Pero veintitrés años después allí sigue. Oliendo. Molestando. Creando insalubridad y enfermedades. Contaminando. Y haciendo sufrir a los vecinos de Humera.
A los que solo nos queda oler, aguantarnos, llamar a la Policía Municipal, protestar y quejarnos a la Técnico municipal, que cuando contesta el teléfono nos dice que la depuradora funciona perfectamente. Que solo es que de vez en cuando entran vertidos ilegales y la pobre depuradora se desajusta.
Así estuvimos ese verano del 16: Vomitando, llamando, oyendo tonterías y aguantando.
Y en esas el Correo de Pozuelo publicó aquel artículo de la peste. Y sentí que alguien levantaba la voz. Alguien decía que este Municipio tan verde, tan ecológico, que gasta tres millones de euros en jardines, estaba recortando en lo verdaderamente importante. Que de dos empleados en la Depuradora se había pasado a uno. Y del gasto habitual a la mitad. Eso decía el artículo.
Y así es: Al Ayuntamiento le sale barato dar vueltas a la mierda ante las narices de unos cuantos vecinos. Concretamente la licitación es de 72.000 euros.
Gasta 72.000 euros en una empresa que supervisa la ciénaga e ingresa del Canal por “depuración” trescientos mil. No es mal negocio. Doscientos treinta mil euros de beneficio por solo darle vueltas a los restos fecales de 36.000 vecinos en la puerta de unos pocos de los que viven en Humera.
Animado por el artículo recogí otras denuncias: La Plataforma “Salvemos la Casa de Campo” también había publicado criticas poniendo a la vista el deterioro del arroyo Antequina. Recordé la publicación del ABC que aún tenía guardada en la que el Alcalde Martín Crespo prometía sacar la EDAR del casco urbano de Humera. Y con esto y mucho más elaboré un dossier que finalmente convertí en la denuncia que presenté, por recomendación de la Policía Municipal, en el Juzgado de Pozuelo.
El Grupo Municipal Somos Pozuelo nos escuchó, comprendió la magnitud del problema, consiguió nueva documentación y presentó una moción que solicitaba al Gobierno de Pozuelo que atendiera a los vecinos sufridores de la peste y clausurara la obsoleta instalación poniendo en marcha la prevista EDAR del PGOU aprobado en 2002.

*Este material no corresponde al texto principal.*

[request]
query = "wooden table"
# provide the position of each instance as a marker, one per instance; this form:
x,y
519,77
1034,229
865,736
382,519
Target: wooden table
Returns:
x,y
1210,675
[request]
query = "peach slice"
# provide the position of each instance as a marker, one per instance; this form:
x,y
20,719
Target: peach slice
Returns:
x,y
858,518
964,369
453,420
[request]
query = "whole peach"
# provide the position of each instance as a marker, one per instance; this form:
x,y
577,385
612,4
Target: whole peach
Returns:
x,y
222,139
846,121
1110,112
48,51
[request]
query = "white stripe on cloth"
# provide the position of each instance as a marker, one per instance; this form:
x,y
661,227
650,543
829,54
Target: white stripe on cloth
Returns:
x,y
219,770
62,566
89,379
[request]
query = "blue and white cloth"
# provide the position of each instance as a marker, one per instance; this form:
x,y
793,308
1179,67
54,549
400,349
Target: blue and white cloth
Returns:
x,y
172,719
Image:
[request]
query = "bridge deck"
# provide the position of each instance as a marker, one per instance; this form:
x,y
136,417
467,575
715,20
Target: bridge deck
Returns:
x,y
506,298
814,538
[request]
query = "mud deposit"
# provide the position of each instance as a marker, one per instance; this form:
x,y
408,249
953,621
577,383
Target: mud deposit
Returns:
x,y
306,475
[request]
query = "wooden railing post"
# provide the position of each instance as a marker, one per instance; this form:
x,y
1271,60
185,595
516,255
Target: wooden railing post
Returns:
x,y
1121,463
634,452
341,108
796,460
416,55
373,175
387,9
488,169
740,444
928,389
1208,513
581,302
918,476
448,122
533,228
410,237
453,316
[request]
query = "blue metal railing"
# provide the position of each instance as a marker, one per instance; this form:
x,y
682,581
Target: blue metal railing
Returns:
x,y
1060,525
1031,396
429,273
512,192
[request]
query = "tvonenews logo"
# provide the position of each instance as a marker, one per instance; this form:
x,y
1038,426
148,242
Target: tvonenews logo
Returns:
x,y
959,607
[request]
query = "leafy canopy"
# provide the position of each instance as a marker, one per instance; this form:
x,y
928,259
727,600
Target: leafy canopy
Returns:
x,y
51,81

Animados por el eco de nuestras quejas un colectivo de vecinos organizamos el grupo de whatsapp “ATUFADOS” e hicimos que el Concejal de Medio ambiente atendiera nuestras propuestas. O al menos las escuchara.
Las fiestas de San Gregorio, hace un año, marcaron la diferencia. Colgamos pancartas y algunos vecinos con máscaras antigas le dijeron a la Alcaldesa, que repartía paella en la plaza, que la peste era mucha y el Ayuntamiento no hacía nada. La señora Quislant prometió de inmediato una reunión e invitó a unos cuantos vecinos al Ayuntamiento para que escucharan su solución: Aprobar por vía de urgencia un crédito de casi cuatro millones de euros con el fin de ampliar una vez más la depuradora y que así pueda recibir aún más caudal sin causar más olor.
Pero a esa invitación nos colamos y pudimos decirle a la Alcaldesa que no. Que la solución no es ampliar. Que la solución no es traer a esta instalación más caudal contaminado. Que la solución pasa por cumplir la Ley y llevar esa actividad insalubre fuera del casco urbano. Y le mostramos además los documentos que evidencian la ilegalidad de esa instalación. Le expusimos casos reales de enfermedad y de contaminación, en el parque, el arroyo y el barrio. Pero parece que tampoco nos escuchó. Ellos erre que erre con la ampliación.
Así que con la peste como bandera y bien documentados argumentos en el dossier me fui al juzgado. ¡Y sorpresa! la justicia sí quiso escuchar nuestra voz y abrió diligencias.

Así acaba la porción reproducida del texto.